Costa diz que Elisa Ferreira terá pasta que "corresponde aos interesses de Portugal" na UE

O primeiro-ministro recusou esta quinta-feira revelar qual é a pasta atribuída a Elisa Ferreira na próxima Comissão Europeia, mas assegurou que ela "corresponde aos interesses próprios de Portugal" na União Europeia (UE).

António Costa, que falava à imprensa ao lado de Elisa Ferreira, afirmou que a questão foi tratada por ambos com a presidente da próxima Comissão Europeia, Ursula Von der Leyen, mas que há "um compromisso" de ser a presidente a anunciar.

"A única coisa que posso dizer é que é uma pasta em que seguramente Elisa Ferreira fará um excelente papel e que é uma pasta que corresponde aquilo que são os interesses próprios de Portugal no contexto da UE e do contributo que podemos dar", disse o primeiro-ministro.

António Costa admitiu no entanto que a escolha de Elisa Ferreira, implica, em si, que a pasta será numa área adequada ao perfil da economista.

"O perfil de Elisa Ferreira exclui à partida a probabilidade de ir desempenhar pelouros que, independentemente da sua competência politica, porventura exigiriam outro tipo de competências, como por exemplo a área da justiça, dos assuntos internos, das migrações, para as quais teríamos escolhido uma pessoa com outro perfil", disse.

"No momento próprio Ursula Von der Leyen anunciará", insistiu.

Elisa Ferreira também se escusou a apontar a pasta que irá tutelar em Bruxelas, mas assegurou que "nunca aceitaria uma pasta na qual não sentisse que não tinha desenvolvido as competências e experiencia suficientes".

A atual vice-governadora do Banco de Portugal assegurou que ao longo da vida teve a oportunidade de "desenvolver competências em várias áreas, nomeadamente desenvolvimento regional, ambiente, componente financeira, bancária, macroeconómica", mas que pretende "ser útil" e acredita que há na Comissão "uma colegialidade" que permite "uma troca de influências entre diversos dossiers".

"E na área da economia há imensas sinergias entre tudo aquilo que são parte bancaria, macro, micro, e o impacto que tudo tem nos territórios", disse.

Elisa Ferreira disse-se, por outro lado, "completamente confortável" com o programa da Comissão para os próximos cinco anos e "convencida" de que Ursula Von der Leyen "acredita naquele projeto".

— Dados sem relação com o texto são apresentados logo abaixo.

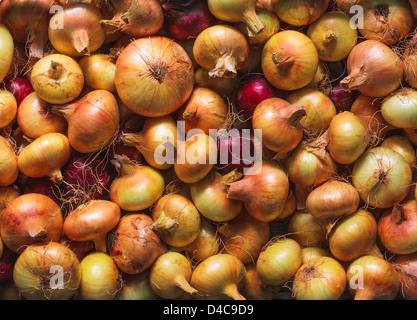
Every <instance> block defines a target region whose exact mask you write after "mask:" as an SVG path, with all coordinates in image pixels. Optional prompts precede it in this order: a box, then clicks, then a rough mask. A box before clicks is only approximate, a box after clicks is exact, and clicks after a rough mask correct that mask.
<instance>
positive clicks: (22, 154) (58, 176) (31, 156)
mask: <svg viewBox="0 0 417 320" xmlns="http://www.w3.org/2000/svg"><path fill="white" fill-rule="evenodd" d="M70 158H71V146H70V143H69V140H68V138H67V137H66V136H64V135H63V134H61V133H47V134H44V135H42V136H41V137H39V138H37V139H36V140H34V141H33V142H31V143H30V144H29V145H28V146H26V147H25V148H24V149H23V150H22V151H21V152H20V155H19V159H18V165H19V169H20V171H21V172H22V173H23V174H24V175H26V176H28V177H31V178H43V177H49V178H51V180H52V181H53V182H54V183H57V184H61V183H62V181H63V178H62V172H61V168H63V167H64V166H65V164H66V163H67V162H68V161H69V159H70Z"/></svg>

"Tive duas conversas pessoais com a presidente e de facto confirmei que haveria condições para, com uma equipa de pessoas experientes e qualificadas, mas sobretudo, pessoas unidas em torno daquele programa, darmos um salto positivo na agenda europeia e sairmos de uma certa desorientação em que acho que a Europa caiu, sobretudo depois da crise, que perturba muito os europeus e quebrou um pouco essa relação até afetiva dos europeus com o próprio projeto", disse.

António Costa foi ainda questionado sobre Pedro Marques, o ex-ministro do Planeamento e Infraestruturas eleito em maio para o Parlamento Europeu (PE), cujo nome foi o mais recorrentemente referido como provável próximo representante de Portugal na Comissão Europeia, António Costa disse que se trata de alguém que "teria ótimas condições" para exercer esse tipo de funções, mas explicou que o processo de formação da Comissão é complexo e a escolha de uma pessoa se baseia em diferentes fatores, nomeadamente de género e de perfil.

O primeiro-ministro frisou que, nesse processo, a presidente da Comissão tem de ter em conta os vários Estados-membros, as várias famílias políticas e equilíbrios de natureza regional, de género e de perfil dos candidatos, mediante "um diálogo e interação muito grande" com os governos nacionais, que os indigitam. "

"Desde o princípio apoiámos os critérios de Ursula Von der Leyen designadamente quanto ao equilíbrio de género", disse, referindo-se à intenção declarada pela alemã de ter uma Comissão paritária.

"No diálogo que foi estabelecido entre o governo e a presidente eleita foram considerados esses nomes, outros também, e concluímos que a escolha certa para a função certa era Elisa Ferreira", disse.

O primeiro-ministro frisou contudo que Elisa Ferreira "foi uma escolha inteiramente nacional", que resultou de "um trabalho conjunto" com Von der Leyen, mas "não foi uma escolha alemã".